I'm wrenched from my thoughts when the bus runs over another stretch of bumpy, uneven asphalt and I bang my elbow hard against the window. I sigh and return King Lear and the pencil back into their respective places in my backpack and lean back in my seat, my eyes drooping at the lack of sleep I had the night before much too anxious for the ride home. My phone vibrates and pull it out to look at the caller ID with a sinking feeling in my chest: Jamie Holland. He's right on schedule, calling me every Tuesday morning since the funeral. As much as I want to answer, terribly missing his thoughtful, kind, solemn gray eyes, I can't bring myself to accept the call terrified he'll run away the second he hears and sees the husk of a person I've become. I shakily put my phone on silent and let the call go to voicemail.

For the remaining two hours of the bus ride, I clutch the drawing in my hands so tightly, I'm afraid I'll rip the cream-colored paper. I lose myself in Emy's ancient-looking, wise eyes until the bus finally comes to a shuddering stop. I'm startled by the sound of the doors below the bus opening for passengers to get their luggage. I pull my arms over my head to stretch my stiff limbs before slinging my backpack over my shoulder. I shakily walk down the aisle as my legs get used to moving again and grab my nondescript black suitcase from the driver. As I step into the station, I spot Dad almost immediately. To be honest, his signature short sleeve button up with musical notes all over them wasn't hard to find in a sea of plain, neutral colors. When he catches sight of me, his warm dark brown eyes brighten and he rushes over to envelop me in a fierce embrace.

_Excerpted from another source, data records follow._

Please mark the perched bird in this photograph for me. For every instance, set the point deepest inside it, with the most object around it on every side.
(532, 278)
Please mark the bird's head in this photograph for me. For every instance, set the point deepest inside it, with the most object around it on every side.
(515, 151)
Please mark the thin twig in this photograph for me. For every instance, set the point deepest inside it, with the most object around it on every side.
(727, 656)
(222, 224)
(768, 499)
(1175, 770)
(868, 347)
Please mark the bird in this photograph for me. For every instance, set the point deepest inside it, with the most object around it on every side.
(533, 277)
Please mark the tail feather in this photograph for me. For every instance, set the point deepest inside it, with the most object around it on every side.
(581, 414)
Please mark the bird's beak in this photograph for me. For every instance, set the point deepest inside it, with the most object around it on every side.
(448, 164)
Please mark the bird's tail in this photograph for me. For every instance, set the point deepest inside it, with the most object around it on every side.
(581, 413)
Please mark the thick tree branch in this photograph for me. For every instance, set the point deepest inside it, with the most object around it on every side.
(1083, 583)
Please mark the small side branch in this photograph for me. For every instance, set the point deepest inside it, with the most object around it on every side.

"Sunshine," he murmurs in my ear as he continues to hold me as if I might vanish into thin air. Tears sting in my eyes as I hug him back with the same amount of force. Eventually he pulls away and closely examines my face. His smile falters when he registers the purplish bruising under my eyes and my slightly shrunken in cheeks. "Tough semester?" he manages to ask. "You could say that," I reply, not ready to elaborate further. Dad nods and grabs my suitcase from me. "The three of us can go to that sushi place for dinner tonight if you're up for it," Dad says as we leave Port Authority and find the car parked on the side of the road. "Sushi will be a nice treat after eating bland college food for three months," I say. He chuckles and ruffles my hair affectionately, a gesture he's done since I was two. Thankfully, the drive out of Manhattan and back to Queens doesn't take too long, but we stop to grab soup dumplings to go for lunch.